Multiview-Geometry-Depth-Estimation

Use the link below to download the data

https://drive.google.com/drive/folders/15gBoik7dpRhlzmwqeSnyyZe9AnFKeioz?usp=sharing

Instructions

Make sure to download the data required to run the code and save it in the same directory as that of the code. The code will first rectify the images and ask for user input whether the epipolar lines are aligned or not. After the user input the code takes upto 2-3 mins to generate the disparity and the depth map.

Libraries Required

  • Numpy
  • OpenCV
  • matplotlib

Notes

Calibration:

  1. The matching feature points are found using SIFT.
  2. The estimation of fundamental matrix is done as follows:
    a) First the points are normalized such that the points have (2)**(0.5) as mean distance from the mean or centroid of the points.
    b) After forming the A matrix the solution is computed by applying SVD to this A matrix which gives us the fundamental matrix.
    c) To enforce the condition of rank(2) of the fundamental matrix we compute the SVD of the fundamental matrix and then set the smallest singular value to zero.
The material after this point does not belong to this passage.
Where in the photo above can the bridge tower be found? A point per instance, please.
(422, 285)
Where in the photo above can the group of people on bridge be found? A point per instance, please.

The error occurs because of the error in the matching feature points.
    d) Once the rank(2) constraint is done the fundamental matrix is rebuilt and then unnormalized.
  3. The process in point 2 is done iteratively using the RANSAC function to obtain the fundamental matrix that is not bothered by any outliers in the matching feature points.
  4. To obtain the rotation and translation matrix and vector we need to compute the essential matrix first.
  5. The essential matrix is then decomposed to obtain 4 possible combinations of rotation and translation.
  6. Then using the cheirality check we can eliminate the three other possibilities of rotation and translation. This is done by checking r3(X−C) > 0 where r3 is the third row of the rotation matrix, X is 3D point and C is the translation vector.
  7. For each of the possible combinations of rotations and translations the combination in which we get maximum number of points satisfying the above condition is the final rotation and translation.

Rectification:

  1. In rectification the images are transformed such that the images are made parallel to each each other.
  2. This is done in order to reduce the number of iterations required while matching each pixel from the left image to right image.
  3. By rectifying the images, now for each point in the left image we need to only search one line of corresponding height in the right image. To obtain the rectified images following is the procedure followed: a) First the left image is translated such the center of the image is taken to the point (0,0,1) in homogeneous coordinates. (T1) b) The same transformation is applied to the epipole. c) After this translation, the image is then rotated so that the epipole now lies on the horizontal axis such that the new coordinates of the epipole are of the form (𝑒𝑥,0,1). (T2) d) Now we only need to shift the resulting epipole to infinity and then the epipolar lines on first image become parallel to each other.(T3) e) The resulting transformation is given by H2 = (T1)-1T3 T2 T1 f) To make the right image parallel to the left the required transformation is of the form H1 = HA H2 M, where M = [e]X F + evT where [e]X is a skew symmetric matrix, vT = [1,1,1] and e is epipole. g) HA is found by computing the least square solution of the points obtained by the following transformation (points * (H1*M)) and (points * H1) h) Thus the left and right images are rectified using the transformations H1 and H2 respectively.

Correspondence:

  1. Using SSD the pixels in left image are matched in the right image.
  2. The disparity is calculated by the difference in image pixels along width.